Back to Basics
Working as an artist with kinship carers and their children over several months in Ayrshire, I’ve been privileged to get to know families whose personal stories all involve great bravery, resilience and love.
Through family den-building, performing in wild punk bands, creating home-made instruments and so many other creative activities we have found new ways to express ourselves, got to know each other, built confidence and had a lot of playful fun together.
Each session has been a rumbustious party of differing needs and preferences where best-laid plans and best practice principles are abandoned in favour of embracing the unexpected. We accept this challenge and a regular group of families attend week after week, each bringing humour, affection and supportive fellowship for the other people they meet.
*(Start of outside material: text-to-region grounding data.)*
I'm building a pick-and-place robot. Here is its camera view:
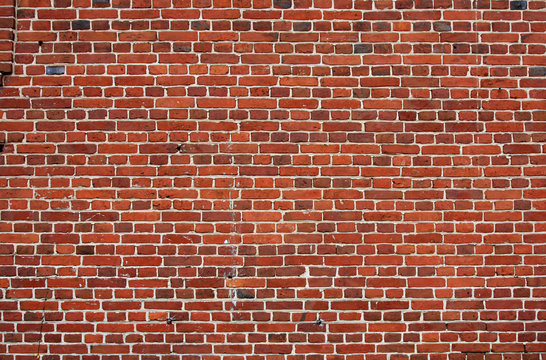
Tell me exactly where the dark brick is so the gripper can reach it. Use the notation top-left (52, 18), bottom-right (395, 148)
top-left (72, 20), bottom-right (91, 30)
top-left (433, 21), bottom-right (451, 31)
top-left (273, 0), bottom-right (292, 9)
top-left (46, 65), bottom-right (65, 75)
top-left (294, 22), bottom-right (311, 31)
top-left (354, 44), bottom-right (373, 54)
top-left (529, 66), bottom-right (546, 76)
top-left (510, 1), bottom-right (527, 10)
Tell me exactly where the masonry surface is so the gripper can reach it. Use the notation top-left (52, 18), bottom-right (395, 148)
top-left (0, 0), bottom-right (546, 360)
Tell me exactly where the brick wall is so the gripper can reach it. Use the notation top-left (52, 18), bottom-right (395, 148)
top-left (0, 0), bottom-right (546, 360)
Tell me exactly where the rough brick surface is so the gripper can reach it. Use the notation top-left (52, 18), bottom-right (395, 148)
top-left (0, 0), bottom-right (546, 360)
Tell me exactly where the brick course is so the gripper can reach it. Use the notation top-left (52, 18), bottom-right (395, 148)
top-left (0, 0), bottom-right (546, 360)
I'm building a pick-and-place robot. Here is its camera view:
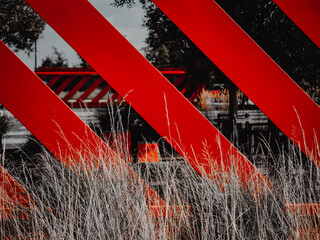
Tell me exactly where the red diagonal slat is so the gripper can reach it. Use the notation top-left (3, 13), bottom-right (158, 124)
top-left (0, 41), bottom-right (163, 204)
top-left (273, 0), bottom-right (320, 47)
top-left (26, 0), bottom-right (270, 186)
top-left (153, 0), bottom-right (320, 167)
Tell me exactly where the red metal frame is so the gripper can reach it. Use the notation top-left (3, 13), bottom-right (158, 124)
top-left (62, 76), bottom-right (90, 103)
top-left (76, 77), bottom-right (103, 103)
top-left (35, 68), bottom-right (190, 108)
top-left (54, 76), bottom-right (75, 95)
top-left (26, 0), bottom-right (267, 187)
top-left (0, 41), bottom-right (163, 210)
top-left (153, 0), bottom-right (320, 167)
top-left (273, 0), bottom-right (320, 47)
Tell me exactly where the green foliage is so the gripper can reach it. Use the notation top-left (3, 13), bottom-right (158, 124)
top-left (0, 0), bottom-right (45, 52)
top-left (41, 47), bottom-right (68, 68)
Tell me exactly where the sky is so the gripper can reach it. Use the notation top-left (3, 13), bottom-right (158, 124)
top-left (16, 0), bottom-right (147, 70)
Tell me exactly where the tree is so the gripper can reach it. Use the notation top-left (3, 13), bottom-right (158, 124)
top-left (0, 0), bottom-right (45, 53)
top-left (41, 47), bottom-right (68, 68)
top-left (114, 0), bottom-right (320, 98)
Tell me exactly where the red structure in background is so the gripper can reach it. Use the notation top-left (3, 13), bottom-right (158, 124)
top-left (26, 0), bottom-right (269, 186)
top-left (35, 68), bottom-right (201, 108)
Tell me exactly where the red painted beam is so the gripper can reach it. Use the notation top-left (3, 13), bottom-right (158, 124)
top-left (273, 0), bottom-right (320, 47)
top-left (153, 0), bottom-right (320, 167)
top-left (77, 77), bottom-right (103, 103)
top-left (0, 41), bottom-right (163, 204)
top-left (26, 0), bottom-right (265, 187)
top-left (62, 76), bottom-right (91, 103)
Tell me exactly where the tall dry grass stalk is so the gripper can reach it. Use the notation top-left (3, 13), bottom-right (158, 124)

Aside from this lovely team feeling, here are some other great things about Creative Kin:
- Our sessions carve out a regular time for carers and children to spend quality time together. Each activity allows children and carers to be present with each other and to communicate (in both directions – carer to child, and child to carer). Since everyday life can be rushed and overwhelming, it’s valuable to have this dedicated time.
- The sessions give adults permission to play! This is wonderful to see, because very often it involves the grown-up stepping into the child’s make-believe world, and listening and responding to what the child has to offer. That makes a change to everyday life, where the adults must often be in charge.
- Being creative seems to allow both children and adults to express parts of themselves that they might not otherwise, and crucially our sessions involve other people witnessing and celebrating that. This seems to be really helpful for confidence. For instance, it’s normal to see people beaming after they’ve shown off a creation to the rest of the group, and I really enjoyed recently seeing a (quite quiet) child blushing with amazed pride at the huge, loud sounds they were making when singing through a tube of cardboard!
- Our sessions focus on the use of free or inexpensive materials (like used cardboard boxes and left-over scraps of fabric), and creatively re-purposed household objects. I think that this has helped participants feel confident that brilliant play and creativity doesn’t need expensive or fancy stuff. The phrase, ‘back to basics’ has been used a few times in the feedback we’ve received. I think this means that carers have appreciated the focus on simple things.
Creative Kin, developed in partnership with Children 1st, provides a safe space where kinship carers and the children they look after can participate in creative and artistic experiences together.